Washington was our first president and a farmer

Dave Bergmeier

As a youngster, classmates learned about President Abraham Lincoln on Feb. 12 and President George Washington on Feb. 22.

In 1971, Congress set Presidents Day as the third Monday in February as a federal holiday that became a three-day weekend for federal services and the U.S. Postal Service. Hopefully, it is a chance to learn more about all our presidents.

President George Washington was the general of the Continental Army during the Revolutionary War, when a group of 13 North American colonies banded together to fight Great Britain, ultimately win and change world history. Washington became our nation’s first president, serving two terms from 1789 to 1797.

His roots were in agriculture.

He oversaw 50,000 acres. During that era, a farm that size required slave labor. At the time of his death in December 1799, the Mount Vernon estate’s enslaved population consisted of 317 people, according to MountVernon.org.

Washington accepted slavery as a young man, but after the Revolutionary War, he began to question it. He avoided the issue publicly, as did many of our Founding Fathers, and he struggled with it morally and feared that bitter debates about slavery would tear apart the nation, the website stated.

MountVernon.org notes that Washington made his most public antislavery statement after his death. “In his will, Washington ordered that his enslaved workers be freed at his wife’s death. Unfortunately, this applied to fewer than half of the people in bondage at Mount Vernon.”

Nonetheless, Washington’s agricultural roots are something we should celebrate.

MountVernon.org notes on agriculture

Washington’s precise record-keeping was one of the first steps on the path to agricultural improvement and innovation. Over time, Washington’s agricultural record grew increasingly detailed and inquisitive, steadily progressing from a basic record of planting and agricultural products to a quasi-scientific journal of experimentation and economic viability.

Washington’s post-Revolutionary War rehabilitation of Mount Vernon progressed from repairing the physical improvements of his plantation to a reconsideration of his entire mode of farming. The end of the Revolutionary War triggered an interest amongst educated and wealthy American planters and gentleman farmers in agricultural reform. On March 1, 1785, 23 prominent planters founded the first organization devoted to agricultural pursuits—the Philadelphia Society for the Promotion of Agriculture.

By June 1785, Washington signaled he wanted to adopt a new, rigorous approach to farming. With the help of Arthur Young, a major figure in the British agricultural reform movement, and others, Washington began to reconfigure fields from a three-field arrangement to a seven-field system. This enabled him to adapt to a seven-year crop rotation focused on wheat as the principal cash crop, corn for domestic food needs and legumes to rejuvenate the soil. He began his plan on Jan. 1, 1787.

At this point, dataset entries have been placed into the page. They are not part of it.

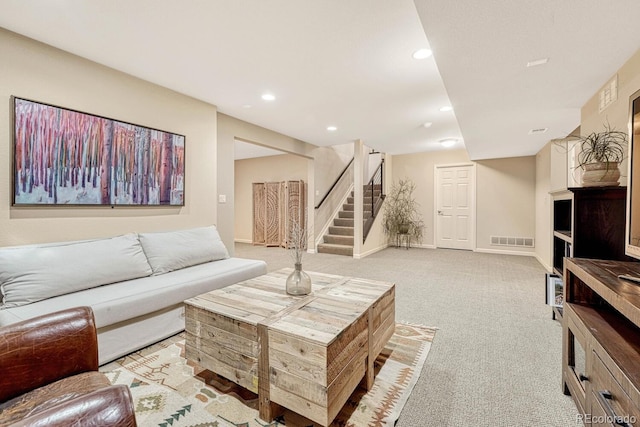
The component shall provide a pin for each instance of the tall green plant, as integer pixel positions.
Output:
(401, 212)
(607, 146)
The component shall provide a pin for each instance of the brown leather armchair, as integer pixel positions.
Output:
(49, 374)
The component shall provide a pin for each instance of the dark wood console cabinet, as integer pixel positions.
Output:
(588, 222)
(601, 341)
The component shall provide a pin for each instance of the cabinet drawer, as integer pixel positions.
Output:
(610, 398)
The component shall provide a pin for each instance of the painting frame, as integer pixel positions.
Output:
(554, 290)
(66, 157)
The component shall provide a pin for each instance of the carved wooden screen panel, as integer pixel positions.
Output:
(259, 213)
(283, 214)
(273, 214)
(276, 205)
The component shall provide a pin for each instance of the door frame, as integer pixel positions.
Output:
(473, 227)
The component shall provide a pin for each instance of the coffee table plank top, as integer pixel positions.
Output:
(307, 353)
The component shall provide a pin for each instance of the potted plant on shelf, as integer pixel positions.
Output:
(401, 216)
(600, 154)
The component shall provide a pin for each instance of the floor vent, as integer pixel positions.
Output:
(524, 242)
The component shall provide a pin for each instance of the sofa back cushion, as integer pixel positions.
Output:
(33, 273)
(173, 250)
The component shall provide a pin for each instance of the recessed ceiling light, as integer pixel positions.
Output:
(537, 62)
(422, 53)
(449, 142)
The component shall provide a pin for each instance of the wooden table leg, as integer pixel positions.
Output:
(371, 358)
(266, 408)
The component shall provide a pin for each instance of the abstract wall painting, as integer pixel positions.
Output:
(65, 157)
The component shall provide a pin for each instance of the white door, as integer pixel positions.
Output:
(455, 207)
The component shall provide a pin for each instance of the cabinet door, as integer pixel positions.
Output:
(575, 358)
(597, 415)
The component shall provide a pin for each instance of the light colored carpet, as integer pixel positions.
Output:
(169, 390)
(496, 359)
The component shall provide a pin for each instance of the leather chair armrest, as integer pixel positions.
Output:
(46, 348)
(110, 406)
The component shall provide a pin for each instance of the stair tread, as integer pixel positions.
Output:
(334, 245)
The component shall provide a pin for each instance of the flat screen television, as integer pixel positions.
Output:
(632, 247)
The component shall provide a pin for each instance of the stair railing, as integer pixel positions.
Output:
(376, 181)
(346, 168)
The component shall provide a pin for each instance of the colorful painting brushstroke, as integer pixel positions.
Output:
(64, 157)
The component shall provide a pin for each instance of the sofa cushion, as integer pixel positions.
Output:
(33, 273)
(174, 250)
(120, 302)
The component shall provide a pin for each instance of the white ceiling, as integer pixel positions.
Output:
(349, 64)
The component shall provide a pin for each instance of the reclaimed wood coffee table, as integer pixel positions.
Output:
(307, 354)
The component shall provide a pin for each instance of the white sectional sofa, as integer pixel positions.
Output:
(135, 283)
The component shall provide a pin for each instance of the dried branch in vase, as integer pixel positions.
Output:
(297, 242)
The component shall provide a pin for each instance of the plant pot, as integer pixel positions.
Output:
(601, 174)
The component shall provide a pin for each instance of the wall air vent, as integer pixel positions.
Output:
(522, 242)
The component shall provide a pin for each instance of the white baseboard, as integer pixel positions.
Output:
(504, 252)
(369, 252)
(422, 246)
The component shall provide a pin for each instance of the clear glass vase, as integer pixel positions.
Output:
(298, 282)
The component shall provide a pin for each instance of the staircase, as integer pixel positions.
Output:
(339, 239)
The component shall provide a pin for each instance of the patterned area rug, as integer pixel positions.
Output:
(169, 390)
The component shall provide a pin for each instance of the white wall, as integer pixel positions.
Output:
(230, 129)
(505, 195)
(543, 204)
(32, 70)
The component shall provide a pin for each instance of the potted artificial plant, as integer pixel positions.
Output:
(600, 154)
(401, 215)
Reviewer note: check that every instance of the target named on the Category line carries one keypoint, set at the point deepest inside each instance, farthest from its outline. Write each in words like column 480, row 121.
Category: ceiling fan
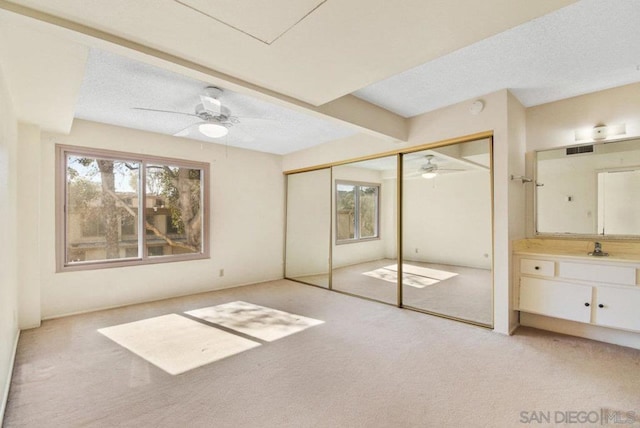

Washington, as a steward, believed that it was the responsibility of wealthy farmers to undertake experimentation as failures, that losses were inevitable and that those producers could absorb the losses.

Although Washington was our first president, it remains an exclusive club, as our country has had fewer than 50 commanders-in-chief. It is noble that he was an agriculturalist at heart. His stories of trial and error, success and failure gave our first president an understanding of the troubles farmers and ranchers faced then when they did not have any safety net or conservation programs available. Agriculture continues to be at the heart of our economy. Washington lived that life, and we are glad he did.